The labor strike is unsuccessful, and the miners go back to work within a couple of months.
The national Knights of Labor organization refuses to support the Carbon strike and the hold out by white miners in Rock Springs following the Rock Springs Riot.
The organization avoids supporting the miners along the Union Pacific Railroad, because it does not want to be seen as condoning the violence at Rock Springs.
When the Union Pacific Coal Department reopens the mines, it fires forty-five white miners connected to the violence.
After the riot in Rock Springs, sixteen men had been arrested, including Isaiah Washington, a member-elect to the territorial legislature.
The men had been taken to jail in Green River, where they were held until after a Sweetwater County grand jury refused to bring indictments.
In explaining its decision, the grand jury declared that there was no cause for legal action, stating, in part: "We have diligently inquired into the occurrence at Rock Springs.... [T]hough we have examined a large number of witnesses, no one has been able to testify to a single criminal act committed by any known white person that day." (Daniels, Roger.
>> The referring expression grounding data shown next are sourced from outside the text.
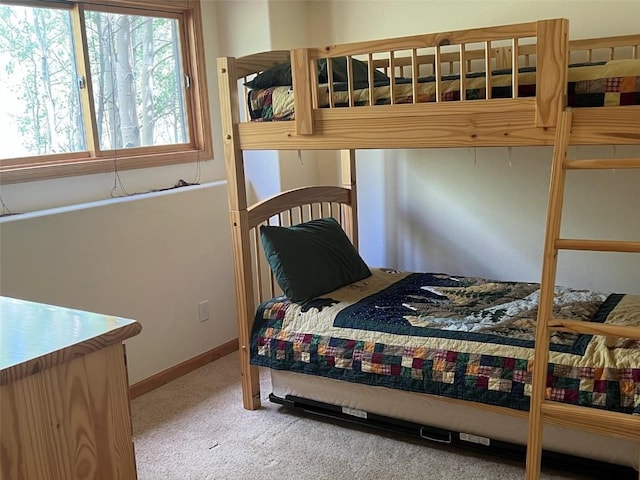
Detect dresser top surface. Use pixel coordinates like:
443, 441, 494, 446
1, 296, 141, 374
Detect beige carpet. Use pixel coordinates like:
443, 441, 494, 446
131, 351, 592, 480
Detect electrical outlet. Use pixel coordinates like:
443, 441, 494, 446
198, 300, 210, 322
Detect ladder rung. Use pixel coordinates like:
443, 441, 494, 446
548, 318, 640, 339
555, 238, 640, 253
564, 158, 640, 170
540, 401, 640, 441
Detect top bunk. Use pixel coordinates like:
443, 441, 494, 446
217, 19, 640, 150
Asian America: Chinese and Japanese in the United States Since 1850, (Google Books), University of Washington Press, 1990. Retrieved October 22, 2012.)
Those arrested as suspects in the riot are released a little more than a month later, on October 7, 1885.
The defendants in the Rock Springs case enjoy the same broad community consent that lynch mobs often received.
No person or persons are ever convicted in the violence at Rock Springs.